26.01.2022 - A necessidade dos países terem um Instituto Nacional de Estatística (INE) deriva de ser essencial que os políticos, os gestores públicos e privados, os parceiros sociais, os investigadores, entre outros, para poderem cumprir as suas funções e realizar os seus objectivos com eficiência e eficácia necessitam de Estatísticas Oficiais adequadas sobre as tendências dos problemas que querem resolver, e sobre o seu estado atual, em termos que permitam perspetivar alicerçadamente a sua evolução futura, em que os INE desempenham o papel de principais Centros de Racionalidade no processo de desenvolvimento dos países.

A moderna engenharia da institucionalização e do funcionamento dos INE reconhece que, sendo embora instituições não imunes às alterações vertiginosas do meio envolvente e como tal não imutáveis, são uma espécie muito particular diferentes dos outros Organismos Públicos, posto que: não regulam, não inibem, não controlam, e não executam Políticas Governamentais.

Apesar do número significativo de países em que há consenso sobre o que precede, convém ter presente que não só os INE não se comparam a outros Organismos Públicos como as Estatísticas Oficiais que produzem e difundem à Sociedade também são um bem diferente dos outros, devendo ser não só pertinentes como credíveis, sendo que a credibilidade das Estatísticas Oficiais que produzem deve assentar na sua reputação.

Na verdade, nos Estados de Direito Democrático nenhum outro Organismo Público como os INE têm de se esforçar tanto para se manterem demarcados do Governo e dos partidos políticos, ou seja, de qualquer sinal de que o que medem e fornecem à Sociedade foi afetado por considerações que não sejam as da imparcialidade na escolha dos fenómenos, setores e atividades a quantificar e da objetividade na forma de os medir.

A essa demarcação chama-se Independência, que permite aos INE que as Estatísticas Oficiais que produzem, além de tecnicamente fundamentadas, passem o teste da credibilidade junto da Sociedade.
Por outro lado a Credibilidade engloba a Imparcialidade, a Independência Profissional e a Igualdade de Acesso, e os atributos do Princípio da Imparcialidade dos INE, não sendo possível ser imparcial sem ser objetivo nem ser objetivo sem ser independente e considerado como tal.

A aquisição pelos INE de reputação de imparcialidade resulta da credibilidade obtida pela objetividade, independência e competência técnica exibidas, sendo que não cedem a interesses particulares, bem como as Estatísticas Oficiais que produzem estão disponíveis para todos ao mesmo tempo.

Quanto à Objetividade, sendo um princípio por vezes mal compreendido há quem considere que os INE serão fieis à objetividade se divulgarem apenas números e que a intervenção das palavras que não reflitam fielmente o que os números dizem constitui um afastamento da objetividade.

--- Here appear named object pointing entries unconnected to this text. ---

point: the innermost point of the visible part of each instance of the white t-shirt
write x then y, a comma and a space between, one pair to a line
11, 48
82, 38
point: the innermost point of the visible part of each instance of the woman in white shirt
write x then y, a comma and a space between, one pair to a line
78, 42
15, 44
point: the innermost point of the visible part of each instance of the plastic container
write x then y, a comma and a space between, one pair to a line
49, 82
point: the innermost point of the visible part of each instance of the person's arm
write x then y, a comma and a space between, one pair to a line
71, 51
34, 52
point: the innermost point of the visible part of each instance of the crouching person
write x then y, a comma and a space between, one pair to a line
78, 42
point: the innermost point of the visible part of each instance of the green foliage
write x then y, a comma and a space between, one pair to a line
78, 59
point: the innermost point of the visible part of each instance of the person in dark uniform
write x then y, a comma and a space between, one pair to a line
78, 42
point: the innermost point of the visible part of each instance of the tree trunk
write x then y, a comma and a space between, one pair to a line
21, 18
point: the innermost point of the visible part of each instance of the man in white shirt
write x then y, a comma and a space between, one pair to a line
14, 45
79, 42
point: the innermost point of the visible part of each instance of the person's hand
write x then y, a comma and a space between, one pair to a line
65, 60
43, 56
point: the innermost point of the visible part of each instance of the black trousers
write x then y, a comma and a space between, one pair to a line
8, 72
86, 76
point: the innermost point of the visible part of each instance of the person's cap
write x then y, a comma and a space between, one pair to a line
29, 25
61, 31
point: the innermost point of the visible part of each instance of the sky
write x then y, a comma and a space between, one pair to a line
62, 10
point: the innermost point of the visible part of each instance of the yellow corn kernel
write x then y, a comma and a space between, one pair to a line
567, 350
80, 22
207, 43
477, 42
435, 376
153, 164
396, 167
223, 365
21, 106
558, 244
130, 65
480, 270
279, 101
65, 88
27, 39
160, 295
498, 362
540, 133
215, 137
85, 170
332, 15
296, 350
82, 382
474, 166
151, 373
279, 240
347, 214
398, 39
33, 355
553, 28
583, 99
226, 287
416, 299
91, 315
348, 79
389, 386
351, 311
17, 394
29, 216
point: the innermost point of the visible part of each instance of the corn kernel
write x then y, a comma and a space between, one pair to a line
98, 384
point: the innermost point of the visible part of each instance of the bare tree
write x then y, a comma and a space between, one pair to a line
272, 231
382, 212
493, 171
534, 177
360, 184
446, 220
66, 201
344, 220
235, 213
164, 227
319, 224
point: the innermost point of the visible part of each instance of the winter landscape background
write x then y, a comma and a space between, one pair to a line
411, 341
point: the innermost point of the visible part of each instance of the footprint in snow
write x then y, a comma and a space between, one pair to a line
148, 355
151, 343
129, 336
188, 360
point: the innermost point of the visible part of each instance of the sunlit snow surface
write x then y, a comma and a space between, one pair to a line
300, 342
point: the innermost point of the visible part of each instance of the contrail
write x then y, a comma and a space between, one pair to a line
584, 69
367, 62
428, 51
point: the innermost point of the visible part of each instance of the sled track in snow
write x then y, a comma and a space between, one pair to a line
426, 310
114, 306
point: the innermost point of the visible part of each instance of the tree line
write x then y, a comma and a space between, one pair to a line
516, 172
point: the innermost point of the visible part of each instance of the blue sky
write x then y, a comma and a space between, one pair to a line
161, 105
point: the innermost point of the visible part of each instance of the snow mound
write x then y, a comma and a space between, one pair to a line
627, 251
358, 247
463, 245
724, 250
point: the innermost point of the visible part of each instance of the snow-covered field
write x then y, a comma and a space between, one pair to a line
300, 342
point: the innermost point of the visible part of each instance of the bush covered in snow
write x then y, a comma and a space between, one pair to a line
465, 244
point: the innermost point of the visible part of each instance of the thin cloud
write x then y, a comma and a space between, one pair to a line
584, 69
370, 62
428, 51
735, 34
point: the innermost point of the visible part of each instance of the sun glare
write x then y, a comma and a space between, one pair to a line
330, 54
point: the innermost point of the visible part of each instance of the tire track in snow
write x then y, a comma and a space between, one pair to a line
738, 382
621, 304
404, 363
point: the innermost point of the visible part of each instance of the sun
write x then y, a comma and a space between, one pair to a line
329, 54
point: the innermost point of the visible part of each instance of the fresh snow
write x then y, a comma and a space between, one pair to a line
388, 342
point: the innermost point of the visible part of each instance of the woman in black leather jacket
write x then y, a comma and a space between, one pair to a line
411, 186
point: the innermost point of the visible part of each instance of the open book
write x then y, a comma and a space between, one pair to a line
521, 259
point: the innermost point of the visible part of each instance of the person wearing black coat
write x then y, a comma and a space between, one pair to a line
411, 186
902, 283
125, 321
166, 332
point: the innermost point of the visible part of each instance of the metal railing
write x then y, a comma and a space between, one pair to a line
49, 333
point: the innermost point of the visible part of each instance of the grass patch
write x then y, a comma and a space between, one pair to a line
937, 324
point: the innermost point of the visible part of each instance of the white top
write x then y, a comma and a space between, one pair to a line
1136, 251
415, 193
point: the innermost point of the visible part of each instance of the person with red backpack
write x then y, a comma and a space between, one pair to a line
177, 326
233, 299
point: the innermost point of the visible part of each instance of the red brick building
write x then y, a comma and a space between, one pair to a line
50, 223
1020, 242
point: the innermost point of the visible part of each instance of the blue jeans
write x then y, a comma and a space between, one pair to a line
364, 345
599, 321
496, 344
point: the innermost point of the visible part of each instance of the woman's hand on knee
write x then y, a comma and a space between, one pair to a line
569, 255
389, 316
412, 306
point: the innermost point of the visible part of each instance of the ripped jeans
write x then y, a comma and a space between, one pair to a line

Mas se os INE se abstivessem de palavras interpretativas dos dados publicados estariam a dar a outros, não imparciais, a oportunidade de apresentarem a sua versão "preferida" dos acontecimentos.

Quanto à Independência Profissional, como se compreende, a eficiência dos INE como fornecedores de informação objetiva está diretamente ligada à sua independência dos centros de poder, mas, por outro lado, ao contrário dos organismos públicos que podem angariar a maior parte das suas receitas orçamentais através de vendas ou dos serviços prestados, os INE dependem e, com toda a probabilidade vai continuar a depender, do apoio financeiro do Estado.

Neste contexto, a tensão entre a objetividade e a necessidade de manter os utilizadores das Estatísticas Oficiais satisfeitos com os serviços prestados pelos INE é certamente das mais difíceis tensões que os Presidente dos INE têm de gerir, pois não só devem manter a instituição a salvo de quaisquer interferências como têm de convencer o público, sempre desconfiado, que isso é efetivamente verdade.

Admito que, em termos gerais, a cultura da Administração Pública de muitos países está ainda assente numa matriz mais marcada pelo modelo burocrático-mecanicista que pelo modelo organicista, asserção que encontra aderência, além do modelo centralizado historicamente inspirador, na constatação de que, na generalidade, a Administração Pública tem um perfil de atuação de tipo reativo, configurando a prática de atos de natureza administrativa em torno de direitos e deveres dos cidadãos relativamente ao Estado que se materializam, em geral, através de uma iniciativa dos próprios cidadãos que os leva a dirigirem-se às "repartições públicas" para usufruir direitos ou cumprir deveres.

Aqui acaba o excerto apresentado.